As we went around the table at our Caring Circle monthly meeting, each woman in turn started the same way, “I’m so tired!” Young moms, grandmothers, working-outside-the-home moms, working-at-home moms. Our ages spanned four decades yet our stories were the same. I’m pooped! And I don’t like it!
I hear the same words repeated over and over: exhausted, overwhelmed, over scheduled, anxious, isolated, dissatisfied testifies Bill Hybels in Simplify. Hybels says he began talking about “simplifying” in response to meeting so many people all over the world who were facing burnout, stress and dissatisfaction.
Why is it that a full generation after learning there is no such thing as Superwoman (the dedicated employee, involved mother, sexpot spouse who never has a headache. She’s a gourmet cook, fashionably dressed, stylishly coiffed, gel nailed, completely accessorized dynamo with buns of steel who teaches weekly Bible studies and volunteers for her community association) women are still knocking themselves out trying to squeeze into that skimpy leotard with the Big S stretched across their bursting bosom?

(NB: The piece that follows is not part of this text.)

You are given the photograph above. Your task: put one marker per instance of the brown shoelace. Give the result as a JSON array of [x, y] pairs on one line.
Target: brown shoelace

Everybody is writing and talking about simplifying these days. Go to Amazon and key in “simplify” and you will have scores of resources to choose from. They span concepts like frugality, minimalism, decluttering, organizing, downsizing and more. But most of us are too tired and busy to read those books and we don’t need the stress of having to add one more thing to our lives even if that one-more-thing is “finding a way out of the mess I’m in!”
To most of us the word simplify means “get rid of.” It might mean I need to purge my closet of all the clothes I don’t fit, don’t like, and don’t wear so I can easily access what I do fit, do like and do wear. It might mean get rid of time-wasters, like watching Netflix so I can be more active…but what if I lose weight and have to bring all those skinny clothes back to my overstuffed closet? Oh rats! Two steps forward; one step back.
There are no shortcuts to simplified living, says Hybels. Untangling yourself from the overscheduled, overwhelming web of your current life is not for the faint of heart. It’s honest rigorous work…. Action is required. Hybels then outlines 10 practices to unclutter your soul. These practices deal with finances, time management, relationships, work, forgiveness, and energy to name a few. He concludes each chapter with action steps because reading the book alone will not simplify your life — taking action will. I’m already tired and Bill just told me I need to take action!?
Simplified living is about…being who God called us to be….If you crave a simpler life anchored by the priorities that matter most…you can stop doing the stuff that doesn’t matter and build your life on the stuff that does, Hybels says. Join me as I work my way through Hybels’ 10 practices in my next series of blogs. I will try to be as honest as I can about my “action plan” and how those actions are working — or not — to unclutter my soul. I invite your comments about your own efforts to simplify.
One thought on “Simplified Living is Far From Simple!”
Thanks for this reminder, Connie! Hybels’ teaching reminds me of an old book by Gordon MacDonald, “Ordering Your Private World”, that was life changing for me. I was the poster child for the “Superwoman” Wanna Be – a demanding teaching career, multiple (and I do mean multiple!) ministry leadership positions, driven to excel at running my household, heavily involved in my kids’ activities, you name it – I did it – minus the leotard and replenish time! This has been a lifelong journey for me to quiet my soul, find out what are the truly important things I am called to do and not get sidetracked by the voice inside my head that keeps saying , ” I can do that!” I look forward to reading through your journey!